A First for Austin Art
New City Hall filled with locals' visual artistry
Simply titled, "The 2005 Art Exhibition" made its debut in Austin's new City Hall on Thursday, Feb. 24. Anne Elizabeth Wynn, the city's first lady, worked hard to put together this showcase of paintings, sculptures, and photographs by 71 local artists, and with her personal knowledge of Austin artists and galleries, she's built a strong group show. It will remain on display in the building for a year, and visual art community leaders such as the Gerald Peters Gallery, David Berman, Mark Smith, Bill Davis, Sam Coronado, Judith Taylor, Art Amici, Mexic-Arte Museum, Wally Workman, Plan B Gallery, and others have taken responsibility for keeping City Hall looking good for the entire period. This level of cooperation bodes well for Austin's growing visual art presence.
Some pieces hang in the lobby, others in conference rooms, and some cubicles get blessed with colorful paintings. Some of the most successful works are the larger ones, which relate nicely to the bold architecture. The large soft sculpture Pleasure, by Kim Gaul of Austin Green Art, has tubular white appendages raining down three stories from balcony to balcony, the large glass windows nicely lighting the pink-tipped long arms. It's a whimsical piece, kind of fleshy but abstract, a big, approachable stuffed animal.

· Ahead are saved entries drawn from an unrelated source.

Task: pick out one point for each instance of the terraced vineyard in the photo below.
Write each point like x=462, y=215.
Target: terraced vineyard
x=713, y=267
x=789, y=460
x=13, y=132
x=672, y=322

Bouncing across the tall limestone pillars in the lobby are three large, bright flower shapes by Virginia Fleck of D Berman Gallery. Thank You, Hub, and Evil Eye are made out of recycled plastic bags, cut and reassembled in a quiltlike pattern. Also recycling material is Faith Gay of D Berman Gallery; her Seven Rocks for City Hall uses polka-dot stickers, plastic, and tape to form groovy rocks. Tucked into a bland wood shelf, these bold bits of color are refreshing in the conference rooms.
Many of the paintings are tasteful and fine but have less impact in the cavernous building due to their intimate size. I was pleased to see the inclusion of the mural Think/Thank, by Nathan Nordstrom. His old-school graffiti "sloke" style transfers nicely to the gallery walls. He paints strictly on commission these days, and it's comforting to think that Anne Elizabeth Wynn knows this.
The artists I spoke with all applaud this new initiative. I hope that this is a trend: developing exhibition spaces and the necessary insurance to provide the public with glimpses of the art talent available in Austin. This city hall belongs to all of us, and now I can really recognize that. Drop by.